Kasus yang menyeret nama institusi perbankan plat merah tersebut berkaitan dengan penyaluran kredit senilai Rp 26 miliar kepada kontraktor pelaksana proyek.

Direktur Utama Bank Sultra, Andri Permana Diputra Abubakar, menegaskan bahwa pihaknya tidak akan menghalangi proses penyidikan. Sebaliknya, Bank Sultra aktif menyediakan data dan rekam transaksi secara transparan.

“Kami mendukung penuh penyelidikan kepolisian. Kami berikan data dan transaksi yang dibutuhkan agar prosesnya lancar. Ini menjadi pembelajaran penting bagi kami,” ujar Andri dalam keterangannya, Selasa (16/12/2025).

Sebagai bentuk pertanggungjawaban publik, manajemen Bank Sultra juga menempuh jalur investigasi internal secara mandiri dengan melibatkan pihak Inspektorat. Langkah ini bertujuan untuk memetakan adanya potensi pelanggaran prosedur di dalam tubuh bank.

Andri mengungkapkan bahwa berdasarkan evaluasi awal, pihaknya telah menemukan adanya kelemahan dalam kepatuhan prosedur di tingkat operasional. Atas temuan tersebut, manajemen telah menjatuhkan sanksi terhadap staf yang terbukti melanggar Standard Operating Procedure (SOP).
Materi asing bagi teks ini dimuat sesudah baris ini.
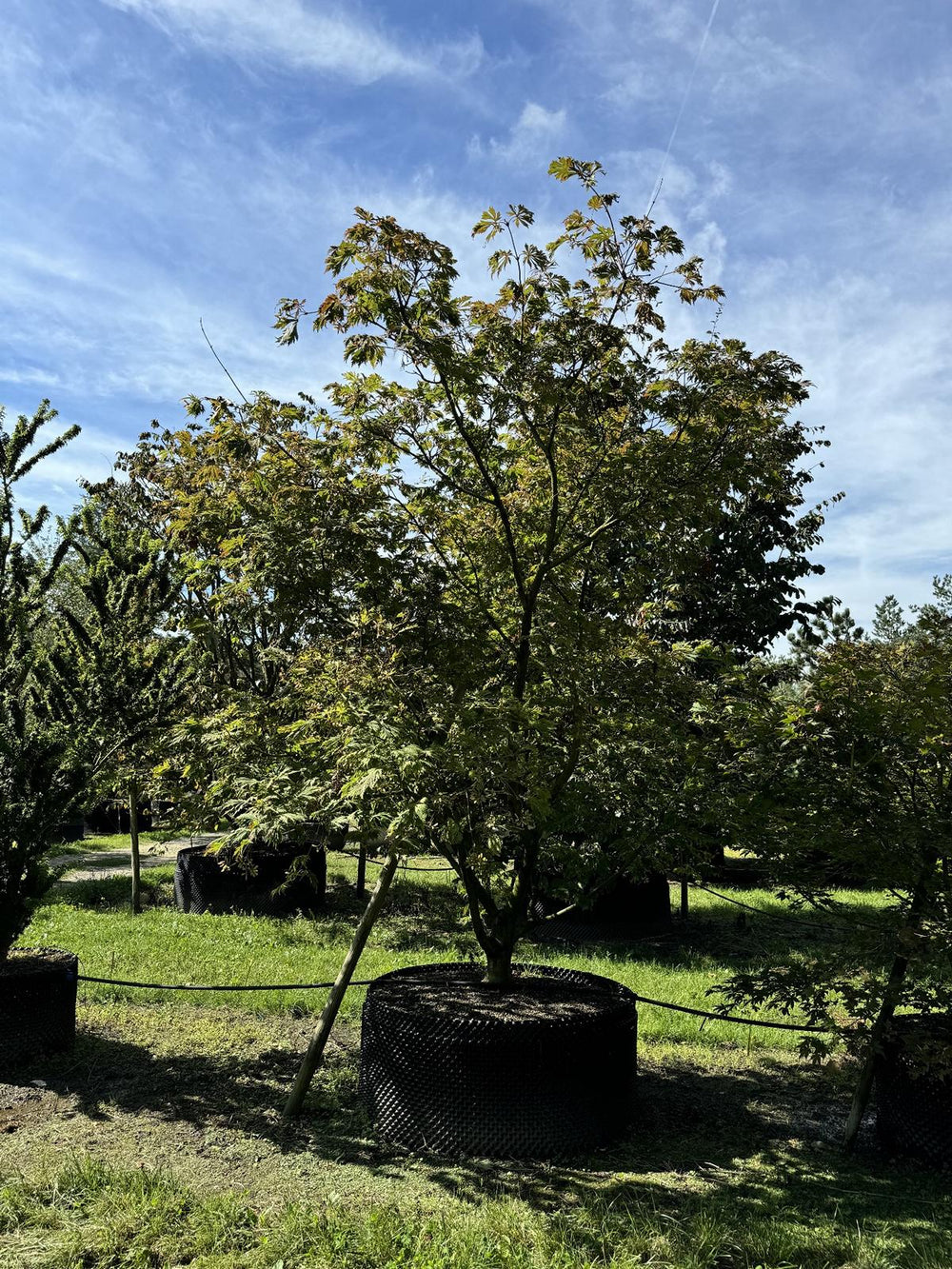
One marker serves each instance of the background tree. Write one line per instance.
(861, 777)
(129, 671)
(44, 763)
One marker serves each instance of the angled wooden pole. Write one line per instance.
(133, 848)
(315, 1050)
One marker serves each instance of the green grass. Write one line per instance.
(120, 842)
(168, 1113)
(421, 925)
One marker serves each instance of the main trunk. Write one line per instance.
(891, 998)
(499, 968)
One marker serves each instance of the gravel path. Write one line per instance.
(116, 863)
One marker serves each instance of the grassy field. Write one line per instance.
(158, 1141)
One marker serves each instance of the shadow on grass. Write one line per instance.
(116, 892)
(761, 1140)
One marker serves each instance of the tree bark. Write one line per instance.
(887, 1008)
(499, 967)
(133, 845)
(315, 1050)
(362, 868)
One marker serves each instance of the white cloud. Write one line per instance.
(531, 138)
(305, 38)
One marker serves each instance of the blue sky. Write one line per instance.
(167, 160)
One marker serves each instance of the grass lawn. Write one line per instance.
(118, 842)
(158, 1141)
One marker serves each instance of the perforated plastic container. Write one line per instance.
(455, 1067)
(37, 1002)
(914, 1089)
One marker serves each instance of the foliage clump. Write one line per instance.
(470, 605)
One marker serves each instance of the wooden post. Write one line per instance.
(315, 1050)
(133, 844)
(362, 868)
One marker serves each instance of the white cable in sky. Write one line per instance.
(684, 103)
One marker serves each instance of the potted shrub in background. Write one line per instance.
(44, 758)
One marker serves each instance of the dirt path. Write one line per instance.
(116, 863)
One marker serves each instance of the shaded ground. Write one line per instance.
(200, 1093)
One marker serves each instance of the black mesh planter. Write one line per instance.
(621, 911)
(914, 1089)
(37, 1002)
(455, 1067)
(202, 884)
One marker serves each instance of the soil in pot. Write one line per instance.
(37, 1002)
(914, 1089)
(543, 1070)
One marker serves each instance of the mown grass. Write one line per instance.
(89, 1216)
(421, 925)
(168, 1111)
(117, 842)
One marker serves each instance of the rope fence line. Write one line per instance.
(372, 860)
(780, 917)
(366, 982)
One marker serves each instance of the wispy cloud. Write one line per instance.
(307, 38)
(536, 132)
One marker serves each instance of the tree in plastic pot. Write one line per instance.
(545, 495)
(42, 758)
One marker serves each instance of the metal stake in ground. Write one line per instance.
(315, 1050)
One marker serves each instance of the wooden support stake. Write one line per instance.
(362, 868)
(133, 845)
(315, 1050)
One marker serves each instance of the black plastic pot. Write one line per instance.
(204, 884)
(37, 1002)
(455, 1067)
(621, 911)
(914, 1089)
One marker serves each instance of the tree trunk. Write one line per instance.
(133, 844)
(499, 967)
(887, 1008)
(362, 868)
(315, 1050)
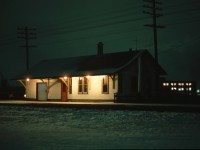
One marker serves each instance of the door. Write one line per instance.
(63, 92)
(42, 91)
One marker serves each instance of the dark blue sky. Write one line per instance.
(73, 27)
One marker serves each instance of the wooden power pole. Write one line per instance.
(27, 34)
(152, 11)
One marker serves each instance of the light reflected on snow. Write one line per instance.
(62, 128)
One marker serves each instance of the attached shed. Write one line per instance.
(101, 77)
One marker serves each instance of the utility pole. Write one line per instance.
(153, 12)
(27, 34)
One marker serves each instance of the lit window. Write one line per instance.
(70, 85)
(83, 85)
(105, 83)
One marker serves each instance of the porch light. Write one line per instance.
(88, 76)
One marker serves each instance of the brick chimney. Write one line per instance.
(100, 48)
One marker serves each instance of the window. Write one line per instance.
(105, 87)
(83, 85)
(70, 85)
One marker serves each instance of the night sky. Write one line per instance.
(68, 28)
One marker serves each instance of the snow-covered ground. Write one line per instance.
(37, 128)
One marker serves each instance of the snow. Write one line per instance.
(36, 128)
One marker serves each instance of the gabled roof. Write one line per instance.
(109, 63)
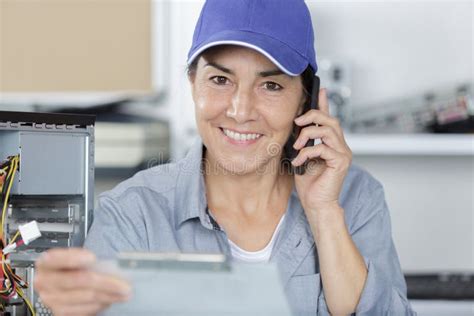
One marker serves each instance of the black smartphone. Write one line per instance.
(313, 104)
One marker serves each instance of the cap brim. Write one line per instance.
(285, 58)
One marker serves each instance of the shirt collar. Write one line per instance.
(191, 198)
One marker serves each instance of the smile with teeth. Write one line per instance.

“Kami sudah melakukan investigasi internal dan menemukan adanya kelemahan (prosedur). Terhadap staf yang melanggar SOP, sudah kami kenai sanksi tegas,” ungkapnya.
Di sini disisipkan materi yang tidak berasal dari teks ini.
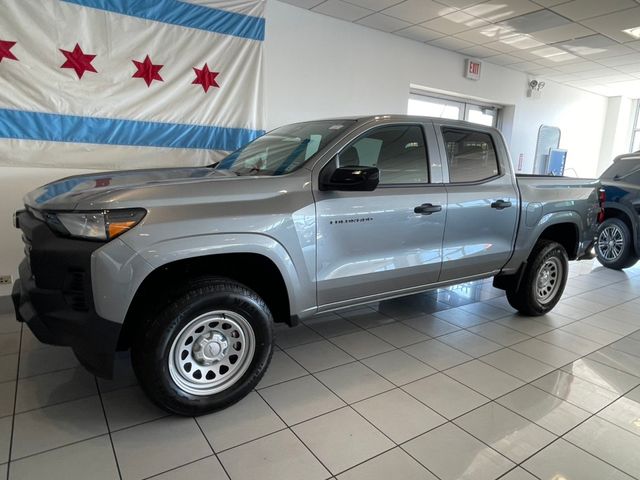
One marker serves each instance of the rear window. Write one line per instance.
(471, 155)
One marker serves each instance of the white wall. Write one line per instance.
(616, 138)
(317, 66)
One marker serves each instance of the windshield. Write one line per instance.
(283, 150)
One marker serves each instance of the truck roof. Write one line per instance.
(401, 118)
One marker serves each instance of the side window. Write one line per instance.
(471, 155)
(398, 151)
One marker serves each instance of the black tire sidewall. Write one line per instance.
(552, 249)
(153, 366)
(626, 258)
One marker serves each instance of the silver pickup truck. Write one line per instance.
(190, 267)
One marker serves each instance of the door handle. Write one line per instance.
(500, 204)
(427, 209)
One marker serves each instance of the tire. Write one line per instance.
(533, 298)
(614, 246)
(215, 326)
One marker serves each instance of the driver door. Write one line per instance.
(372, 244)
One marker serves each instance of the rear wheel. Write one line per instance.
(206, 350)
(543, 281)
(614, 247)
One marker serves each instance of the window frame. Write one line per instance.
(367, 133)
(500, 173)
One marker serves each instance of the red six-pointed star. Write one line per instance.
(147, 71)
(5, 50)
(78, 60)
(206, 78)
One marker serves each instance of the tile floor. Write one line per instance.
(445, 385)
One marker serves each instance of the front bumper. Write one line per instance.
(53, 296)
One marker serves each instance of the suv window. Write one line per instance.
(471, 155)
(398, 151)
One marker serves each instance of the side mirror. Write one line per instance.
(353, 178)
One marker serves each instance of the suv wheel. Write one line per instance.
(614, 247)
(543, 281)
(206, 350)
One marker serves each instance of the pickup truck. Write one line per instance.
(189, 268)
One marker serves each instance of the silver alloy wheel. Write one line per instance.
(548, 280)
(211, 352)
(610, 242)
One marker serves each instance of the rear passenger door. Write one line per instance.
(390, 239)
(483, 202)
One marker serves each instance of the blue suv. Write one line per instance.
(618, 243)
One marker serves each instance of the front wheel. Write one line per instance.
(614, 247)
(543, 281)
(206, 350)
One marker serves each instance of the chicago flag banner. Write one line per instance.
(116, 84)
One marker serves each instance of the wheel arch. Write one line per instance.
(616, 210)
(566, 234)
(161, 283)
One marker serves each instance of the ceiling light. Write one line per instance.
(634, 32)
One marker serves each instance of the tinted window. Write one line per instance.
(283, 150)
(471, 155)
(398, 151)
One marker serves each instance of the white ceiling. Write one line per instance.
(580, 43)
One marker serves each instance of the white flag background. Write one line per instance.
(109, 84)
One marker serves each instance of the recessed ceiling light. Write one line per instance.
(634, 32)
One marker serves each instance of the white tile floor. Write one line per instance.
(445, 385)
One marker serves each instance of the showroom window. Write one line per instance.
(635, 138)
(453, 109)
(398, 151)
(471, 155)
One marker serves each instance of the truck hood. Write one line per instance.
(68, 193)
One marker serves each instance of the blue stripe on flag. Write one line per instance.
(69, 128)
(185, 15)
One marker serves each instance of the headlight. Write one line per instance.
(103, 225)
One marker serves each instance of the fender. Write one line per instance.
(629, 212)
(119, 271)
(528, 236)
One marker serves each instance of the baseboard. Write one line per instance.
(5, 304)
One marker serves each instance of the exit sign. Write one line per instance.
(472, 70)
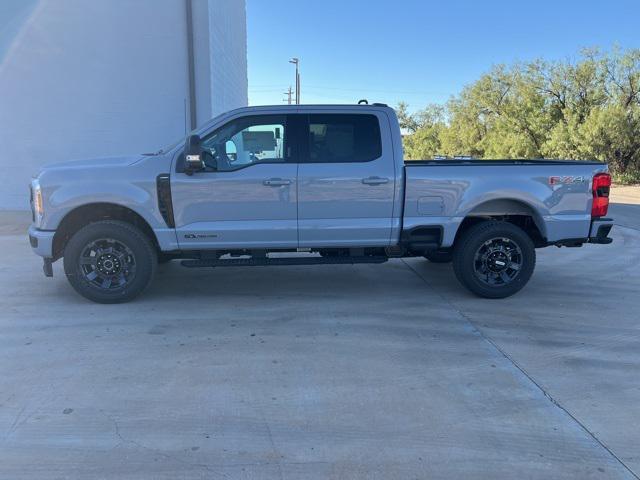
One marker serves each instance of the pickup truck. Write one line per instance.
(308, 185)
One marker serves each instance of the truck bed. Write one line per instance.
(556, 193)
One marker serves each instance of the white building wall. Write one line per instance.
(84, 79)
(228, 85)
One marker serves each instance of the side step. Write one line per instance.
(285, 261)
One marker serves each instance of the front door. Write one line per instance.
(345, 182)
(246, 196)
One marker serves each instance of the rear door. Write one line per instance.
(345, 180)
(247, 195)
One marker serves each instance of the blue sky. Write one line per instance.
(417, 51)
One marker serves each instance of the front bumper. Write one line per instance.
(41, 241)
(600, 229)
Meski penyaluran kredit tersebut didukung dengan jaminan aset dari pihak pemohon, Bank Sultra kini memprioritaskan upaya penyelamatan keuangan negara dan perbaikan tata kelola.
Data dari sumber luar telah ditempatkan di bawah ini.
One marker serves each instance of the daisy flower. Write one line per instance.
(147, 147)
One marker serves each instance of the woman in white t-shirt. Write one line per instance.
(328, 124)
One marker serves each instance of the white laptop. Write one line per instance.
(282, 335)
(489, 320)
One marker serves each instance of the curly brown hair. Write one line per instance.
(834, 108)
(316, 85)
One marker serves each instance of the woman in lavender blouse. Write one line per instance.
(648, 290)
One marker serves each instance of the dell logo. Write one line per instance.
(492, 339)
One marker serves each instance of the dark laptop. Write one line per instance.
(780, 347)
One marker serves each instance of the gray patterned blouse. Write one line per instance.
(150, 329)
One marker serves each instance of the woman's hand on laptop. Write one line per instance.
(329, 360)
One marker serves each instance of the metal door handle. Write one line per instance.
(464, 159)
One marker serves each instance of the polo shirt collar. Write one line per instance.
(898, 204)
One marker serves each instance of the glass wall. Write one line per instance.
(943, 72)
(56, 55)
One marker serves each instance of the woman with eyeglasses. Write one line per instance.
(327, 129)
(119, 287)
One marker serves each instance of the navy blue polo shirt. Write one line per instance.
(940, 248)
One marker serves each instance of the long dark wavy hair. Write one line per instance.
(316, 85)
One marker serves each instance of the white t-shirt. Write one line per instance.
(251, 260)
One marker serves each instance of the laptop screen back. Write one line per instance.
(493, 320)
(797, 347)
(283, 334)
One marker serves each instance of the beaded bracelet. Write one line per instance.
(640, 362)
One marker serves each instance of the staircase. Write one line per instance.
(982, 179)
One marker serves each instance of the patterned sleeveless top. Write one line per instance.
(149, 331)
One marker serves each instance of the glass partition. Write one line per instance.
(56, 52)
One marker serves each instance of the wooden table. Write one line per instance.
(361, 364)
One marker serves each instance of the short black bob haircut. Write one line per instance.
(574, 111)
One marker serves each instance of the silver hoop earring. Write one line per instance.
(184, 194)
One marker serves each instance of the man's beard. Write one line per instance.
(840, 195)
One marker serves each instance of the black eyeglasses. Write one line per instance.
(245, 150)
Andri menjelaskan bahwa kasus ini memicu manajemen untuk melakukan audit menyeluruh demi memastikan prinsip Good Corporate Governance (GCG) berjalan di seluruh lini bisnis Bank Sultra.

“Fokus kami saat ini adalah penyelamatan keuangan dan koordinasi intensif dengan inspektorat serta kepolisian. Kami terbuka agar persoalan ini tuntas dan tidak terulang di masa depan,” tutup Andri.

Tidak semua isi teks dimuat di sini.